Fata Morgana
Thibaude (Feutrine)
Tirages grand format
Il y a plusieurs années j’avais passé pas mal de temps sur une série de photographies à la chambre argentique avec un matériau qu’on appelle « thibaude », une feutrine utilisée dans le bâtiment. Je voulais expérimenter une technique particulière d’éclairage et de mise au point en vue d’obtenir un effet de profondeur « plastique » à partir d’une surface parfaitement plate. Une fois développées, ces images ont été vite archivées dans un tiroir (à qui pouvaient bien intéresser des photos de feutrine à poils colorés ?) et les années ont passé. Puis, un jour, elles ont refait surface. En les observant plus attentivement j’ai alors remarqué qu’il y avait là autre chose : c’était comme si un dessin se profilait en filigrane derrière ces mélanges aléatoires des fibres et des poils, qu'il aurait suffi d’un léger « coup de pouce » pour le faire apparaître. Etait-ce simplement le fruit du hasard ou bien je l’avais déjà deviné de façon inconsciente à l’époque de leur réalisation ? Quoi qu'il en soit, on aurait dit que ce dessin m'attendait patiemment depuis un bon moment.
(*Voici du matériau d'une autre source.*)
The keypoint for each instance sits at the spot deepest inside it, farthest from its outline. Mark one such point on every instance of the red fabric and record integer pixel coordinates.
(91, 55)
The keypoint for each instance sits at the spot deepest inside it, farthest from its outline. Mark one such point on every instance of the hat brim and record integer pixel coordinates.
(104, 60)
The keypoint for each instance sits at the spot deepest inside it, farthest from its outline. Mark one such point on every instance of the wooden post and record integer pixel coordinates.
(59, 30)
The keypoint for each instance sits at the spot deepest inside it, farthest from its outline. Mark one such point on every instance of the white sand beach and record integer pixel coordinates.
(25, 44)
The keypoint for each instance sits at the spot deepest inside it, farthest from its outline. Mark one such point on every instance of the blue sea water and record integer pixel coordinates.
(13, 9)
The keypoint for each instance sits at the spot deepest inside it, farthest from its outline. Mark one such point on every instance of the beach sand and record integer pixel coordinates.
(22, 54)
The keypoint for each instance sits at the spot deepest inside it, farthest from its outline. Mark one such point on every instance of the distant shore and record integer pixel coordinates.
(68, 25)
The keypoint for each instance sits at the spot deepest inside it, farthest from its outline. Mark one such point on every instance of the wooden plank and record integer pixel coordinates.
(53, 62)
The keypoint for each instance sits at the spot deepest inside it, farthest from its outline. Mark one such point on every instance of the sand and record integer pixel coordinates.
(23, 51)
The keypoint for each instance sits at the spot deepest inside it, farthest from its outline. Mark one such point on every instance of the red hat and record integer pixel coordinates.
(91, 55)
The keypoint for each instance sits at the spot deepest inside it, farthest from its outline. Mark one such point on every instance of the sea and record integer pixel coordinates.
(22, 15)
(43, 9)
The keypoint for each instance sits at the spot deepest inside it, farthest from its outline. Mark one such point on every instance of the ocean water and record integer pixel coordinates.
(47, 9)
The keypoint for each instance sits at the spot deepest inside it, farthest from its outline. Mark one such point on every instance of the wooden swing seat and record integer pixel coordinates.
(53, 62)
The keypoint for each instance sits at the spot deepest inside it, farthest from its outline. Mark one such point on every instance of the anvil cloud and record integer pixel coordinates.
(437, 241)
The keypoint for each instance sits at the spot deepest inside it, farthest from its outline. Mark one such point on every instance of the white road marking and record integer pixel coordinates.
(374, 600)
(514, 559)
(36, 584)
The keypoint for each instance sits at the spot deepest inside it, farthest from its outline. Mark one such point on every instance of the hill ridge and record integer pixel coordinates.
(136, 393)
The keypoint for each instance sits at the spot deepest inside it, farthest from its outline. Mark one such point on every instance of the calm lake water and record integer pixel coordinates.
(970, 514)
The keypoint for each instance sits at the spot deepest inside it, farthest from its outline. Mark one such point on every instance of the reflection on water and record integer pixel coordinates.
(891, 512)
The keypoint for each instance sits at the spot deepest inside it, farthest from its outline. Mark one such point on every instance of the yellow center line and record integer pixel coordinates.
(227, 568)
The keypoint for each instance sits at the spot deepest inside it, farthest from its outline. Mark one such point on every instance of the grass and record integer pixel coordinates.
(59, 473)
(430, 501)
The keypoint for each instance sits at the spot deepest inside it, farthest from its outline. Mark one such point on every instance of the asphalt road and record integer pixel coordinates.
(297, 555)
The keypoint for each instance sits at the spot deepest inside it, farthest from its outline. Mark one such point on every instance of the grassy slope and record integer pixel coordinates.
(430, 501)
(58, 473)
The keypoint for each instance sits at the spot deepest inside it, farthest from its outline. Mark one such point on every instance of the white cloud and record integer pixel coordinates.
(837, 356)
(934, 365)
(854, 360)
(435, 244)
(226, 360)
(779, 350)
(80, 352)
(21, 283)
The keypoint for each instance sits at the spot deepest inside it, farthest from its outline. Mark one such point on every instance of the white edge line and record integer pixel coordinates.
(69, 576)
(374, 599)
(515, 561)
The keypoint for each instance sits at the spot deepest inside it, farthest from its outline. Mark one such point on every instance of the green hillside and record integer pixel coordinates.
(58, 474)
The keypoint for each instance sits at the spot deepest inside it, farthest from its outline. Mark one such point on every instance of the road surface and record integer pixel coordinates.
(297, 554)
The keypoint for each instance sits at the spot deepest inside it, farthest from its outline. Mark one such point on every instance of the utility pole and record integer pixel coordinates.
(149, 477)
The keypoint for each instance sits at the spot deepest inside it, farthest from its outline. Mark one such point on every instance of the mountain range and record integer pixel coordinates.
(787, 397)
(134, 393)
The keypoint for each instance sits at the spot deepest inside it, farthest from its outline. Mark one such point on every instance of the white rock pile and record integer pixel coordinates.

Comme des mirages, entre illusion optique et réalité, des formes apparaissent. Il faut se placer à la bonne distance. On aperçoit alors des formes : façades, éléments architecturaux, parfois des visages. Quel est donc ce lieu? Magie de la photographie qui, par son œil têtu, insistant, nous oblige à mieux regarder le monde, à écarter le voile de la banalité pour entrevoir en chaque chose un fragment de la cité des dieux.